Dirigentes asturianos despreciaron los vuelos baratos a Europa, que captó Santander. Precios por internet el lunes 24 de agosto para volar desde origen el martes 25 a Madrid y volver el miércoles 26: desde Asturias, con Iberia, 500 euros; desde Santander, con Iberia, 146 euros; desde Coruña, con Iberia, 433 euros; con Spanair, 87 euros. Comprobamos por tanto que las diferencias son abismales, incluso entre la misma compañía -que en el caso de Asturias monopoliza el servicio-, tras la espantada de Easyjet y Spanair.

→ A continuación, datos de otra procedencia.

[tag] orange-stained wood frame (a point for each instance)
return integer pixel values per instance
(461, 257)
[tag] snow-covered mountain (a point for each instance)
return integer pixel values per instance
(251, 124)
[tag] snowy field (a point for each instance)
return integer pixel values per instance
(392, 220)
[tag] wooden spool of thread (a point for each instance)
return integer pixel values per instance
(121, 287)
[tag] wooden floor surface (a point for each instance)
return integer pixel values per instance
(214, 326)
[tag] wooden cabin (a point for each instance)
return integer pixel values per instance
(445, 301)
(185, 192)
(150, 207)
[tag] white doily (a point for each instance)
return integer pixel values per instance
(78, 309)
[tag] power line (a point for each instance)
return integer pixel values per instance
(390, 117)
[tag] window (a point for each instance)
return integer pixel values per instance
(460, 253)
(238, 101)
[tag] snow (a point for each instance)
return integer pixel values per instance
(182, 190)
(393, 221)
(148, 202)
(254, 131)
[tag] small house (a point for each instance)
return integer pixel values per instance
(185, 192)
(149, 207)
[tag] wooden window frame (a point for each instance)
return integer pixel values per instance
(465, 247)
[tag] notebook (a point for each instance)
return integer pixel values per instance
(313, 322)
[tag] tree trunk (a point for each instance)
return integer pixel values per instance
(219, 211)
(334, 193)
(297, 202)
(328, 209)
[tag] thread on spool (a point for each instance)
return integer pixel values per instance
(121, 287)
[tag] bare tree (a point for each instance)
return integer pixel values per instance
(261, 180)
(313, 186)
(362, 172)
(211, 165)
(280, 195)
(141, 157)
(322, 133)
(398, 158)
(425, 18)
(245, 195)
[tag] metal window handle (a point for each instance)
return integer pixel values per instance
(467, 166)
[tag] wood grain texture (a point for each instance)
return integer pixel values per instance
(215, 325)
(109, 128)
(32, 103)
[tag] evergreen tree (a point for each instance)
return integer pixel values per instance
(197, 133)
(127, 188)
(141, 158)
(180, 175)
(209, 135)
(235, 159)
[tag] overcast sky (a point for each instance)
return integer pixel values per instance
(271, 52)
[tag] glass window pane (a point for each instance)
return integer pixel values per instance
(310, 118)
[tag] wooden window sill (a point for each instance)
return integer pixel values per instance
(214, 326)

Tras Londres, París y Bruselas se añadieron vuelos a Ginebra y Lisboa, veremos su éxito a medio plazo. El principal nudo de comunicaciones aéreas en Europa no es Lisboa ni Ginebra, sino Fráncfort (en alemán, Frankfurt), a través del aeropuerto de Frankfurt-Hahn, a medio camino con Luxemburgo, donde vuela Ryanair, o el principal de Frankfurt, auténtico cruce de caminos. Nuestra opción de Air Berlin, no tan barata, tiene la pega de la escala en Palma de Mallorca y consiguiente adaptación de conexiones y suma de retrasos.
Estos precios políticos, que no técnicos, pues el litro de queroseno costará igual volando a uno u otro, constituyen una auténtica tomadura de pelo para los asturianos. Lo decida o no un juez, porque lo considere proporcionado o no se atreva a mojarse. Deberíamos plantarnos, salvo extrema urgencia o gravedad, y negarnos todos a volar con Iberia a precios superiores a los que establezca para Santander: si vuela con los aviones vacíos, que deje de volar también o fije precios razonables. ¿A qué tal abuso?